Dan diriwayatkan pula oleh Al-Bukhari dari Anas bin Malik radhiyallahu ‘anhu bahwa Nabi shallallahu ‘alaihi wasallam bersabda:

ومن ذبح بعد الصلاة فقد تم نسكه ، وأصاب سنة المسلمين.

“Dan barangsiapa yang menyembelih setelah shalat, maka dia telah menyempurnakan nusuknya dan mencocoki sunnah kaum muslimin.”

 

Jenis (keadaan) hewan yang layak dan memenuhi kriteria untuk dijadikan hewan kurban

 

Hewan yang dijadikan kurban adalah dari jenis hewan ternak saja berdasarkan firman Allah ta’ala:

وَلِكُلِّ أُمَّةٍ جَعَلْنَا مَنْسَكاً لِيَذْكُرُوا اسْمَ اللَّهِ عَلَى مَا رَزَقَهُمْ مِنْ بَهِيمَةِ الأَنْعَامِ.

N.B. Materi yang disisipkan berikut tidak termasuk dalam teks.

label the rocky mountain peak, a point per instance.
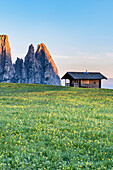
(4, 46)
(6, 67)
(37, 67)
(31, 49)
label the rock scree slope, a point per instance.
(37, 67)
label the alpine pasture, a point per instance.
(55, 127)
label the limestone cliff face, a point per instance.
(48, 70)
(38, 67)
(6, 67)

“Dan bagi tiap-tiap umat telah Kami syari’atkan penyembelihan (kurban), supaya mereka menyebut nama Allah terhadap binatang ternak yang telah dirizkikan Allah kepada mereka.” (Al-Hajj: 34).

 

Hewan ternak yang dimaksud di sini adalah unta, sapi, kambing baik dari jenis dha’n (domba) maupun ma’z (kambing jawa). Demikain yang dinyatakan Ibnu Katsir, dan beliau berkata: “Inilah yang dikatakan Al Hasan, Qatadah, dan yang lainnya. Ibnu Jarir berkata: Demikian juga jenis seperti inilah yang dimaksud di kalangan orang Arab.” -Selesai penukilan-.

 

Dan juga berdasarkan sabda Nabi shallallahu ‘alaihi wasallam:

لا تذبحوا إلا مسنة إلا أن تعسر عليكم فتذبحوا جذعة من الضأن.

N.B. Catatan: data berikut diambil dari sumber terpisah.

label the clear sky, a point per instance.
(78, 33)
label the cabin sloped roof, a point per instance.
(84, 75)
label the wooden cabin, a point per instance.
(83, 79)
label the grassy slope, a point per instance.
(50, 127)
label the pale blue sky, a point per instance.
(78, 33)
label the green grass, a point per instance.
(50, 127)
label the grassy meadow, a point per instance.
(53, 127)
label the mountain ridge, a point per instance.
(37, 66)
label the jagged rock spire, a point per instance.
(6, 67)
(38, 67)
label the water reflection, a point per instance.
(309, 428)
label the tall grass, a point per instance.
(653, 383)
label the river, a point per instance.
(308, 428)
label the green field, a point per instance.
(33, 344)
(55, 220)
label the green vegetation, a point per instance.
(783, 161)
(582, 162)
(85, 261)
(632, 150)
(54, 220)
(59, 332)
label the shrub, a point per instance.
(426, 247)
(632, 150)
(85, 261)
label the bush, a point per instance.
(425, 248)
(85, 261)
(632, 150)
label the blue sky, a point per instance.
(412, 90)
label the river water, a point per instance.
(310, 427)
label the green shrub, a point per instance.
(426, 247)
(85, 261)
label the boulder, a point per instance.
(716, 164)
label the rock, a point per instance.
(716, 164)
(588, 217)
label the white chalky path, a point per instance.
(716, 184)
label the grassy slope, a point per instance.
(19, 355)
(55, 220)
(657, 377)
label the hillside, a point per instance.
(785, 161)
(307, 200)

“Janganlah kalian menyembelih (hewan kurban) kecuali musinnah. Kecuali jika kalian kesulitan mendapatkannya, maka dibolehkan bagi kalian untuk menyembelih jadza’ah (yang berumur muda) dari jenis dha’n.” (HR. Muslim)

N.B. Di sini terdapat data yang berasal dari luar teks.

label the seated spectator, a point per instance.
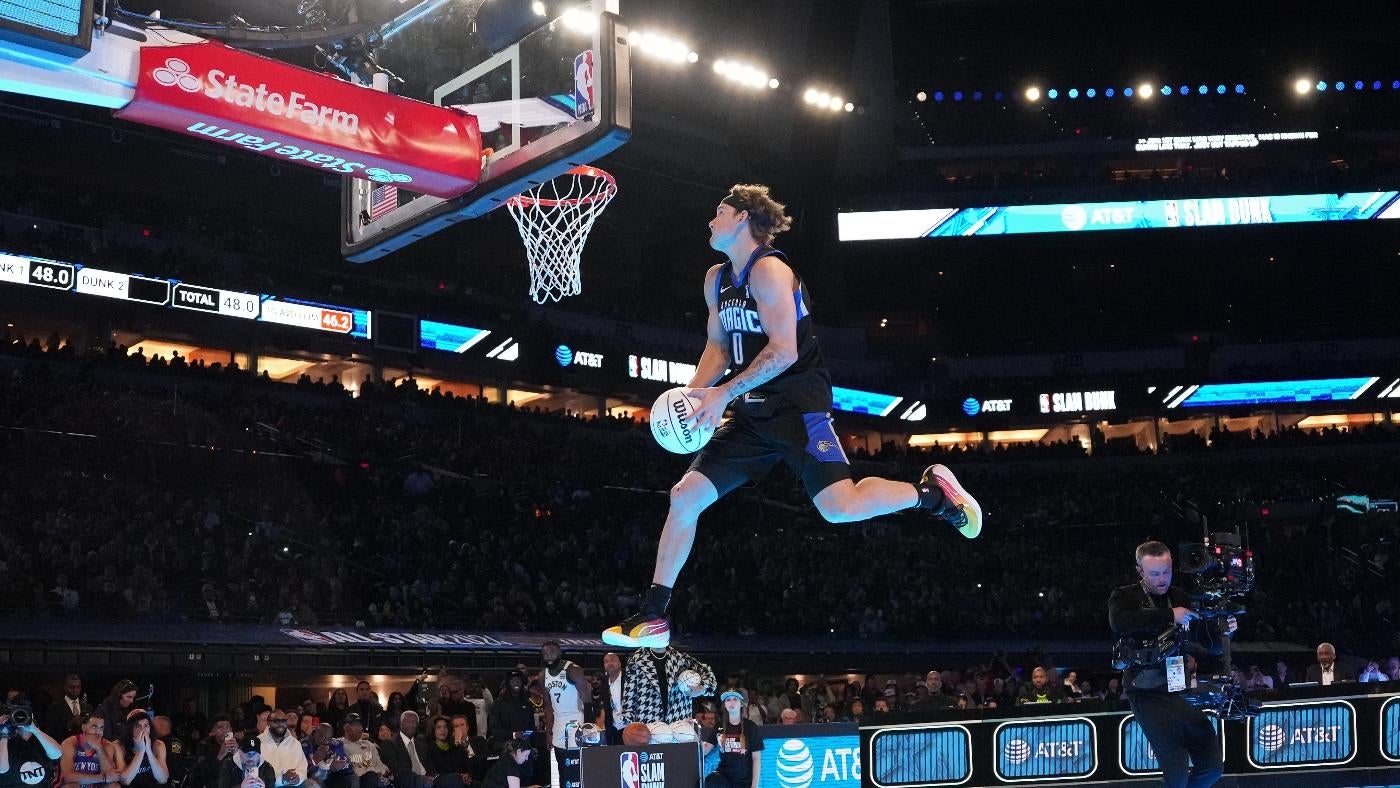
(1039, 689)
(137, 756)
(1326, 671)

Musinnah adalah Tsaniyah, dan tsaniyah unta adalah yang genap berumur lima tahun, tsaniyah sapi adalah yang genap berumur dua tahun, tsaniyah kambing (baik dari jenis dha’n maupun ma’z) adalah yang genap berumur satu tahun, dan jadza’ dari jenis dha’n adalah yang genap berumur setengah tahun.

 

Dan juga karena Udh-hiyah adalah merupakan ibadah sebagaimana Hadyu (sesembelihan yang dilakukan jama’ah haji), sehingga amalan ini tidak disyari’atkan kecuali dengan tuntunan Rasulullah shallallahu ‘alaihi wasallam, tidak pernah dinukilkan dari beliau bahwa beliau menyembelih untuk hadyu maupun kurban dari selain unta, sapi, dan kambing.

 

Yang paling afdhal adalah unta, kemudian sapi, kemudian kambing dha’n, kemudian ma’z, kemudian sepertujuh dari unta dan kemudian sepertujuh dari sapi.

 

Dan yang paling afdhal dari itu semua adalah yang paling gemuk, banyak dagingnya, sempurna fisiknya, dan bagus dipandang. Dalam Shahih Al-Bukhari dari Anas bin Malik radhiyallahu ‘anhu

أن النبي صلى الله عليه وسلم كان يضحي بكبشين أقرنين أملحين.

“Bahwa Nabi shallallahu ‘alaihi wasallam dahulu berkurban dengan menyembelih dua kambing kibasy yang bertanduk dan amlah.”

Amlah adalah yang warna putihnya bercampur dengan hitam.          

 

 

 

Keadaan hewan kurban yang harus dihindari

 

Nabi shallallahu ‘alaihi wasallam pernah ditanya: “Hewan kurban yang bagaimana yang hendaknya dihindari?” Maka beliau memberikan isyarat dengan tangannya dan bersabda:

أربعا : العرجاء البين ظلعها ، والعوراء البين عورها ، والمريضة البين مرضها ، والعجفاء التي لا تنقي.

“Ada empat, yaitu (1) yang pincang dan jelas pincangnya, (2) yang rusak matanya dan jelas kerusakannya, (3) yang sakit dan jelas sakitnya, dan (4) yang kurus dan tidak bersumsum.”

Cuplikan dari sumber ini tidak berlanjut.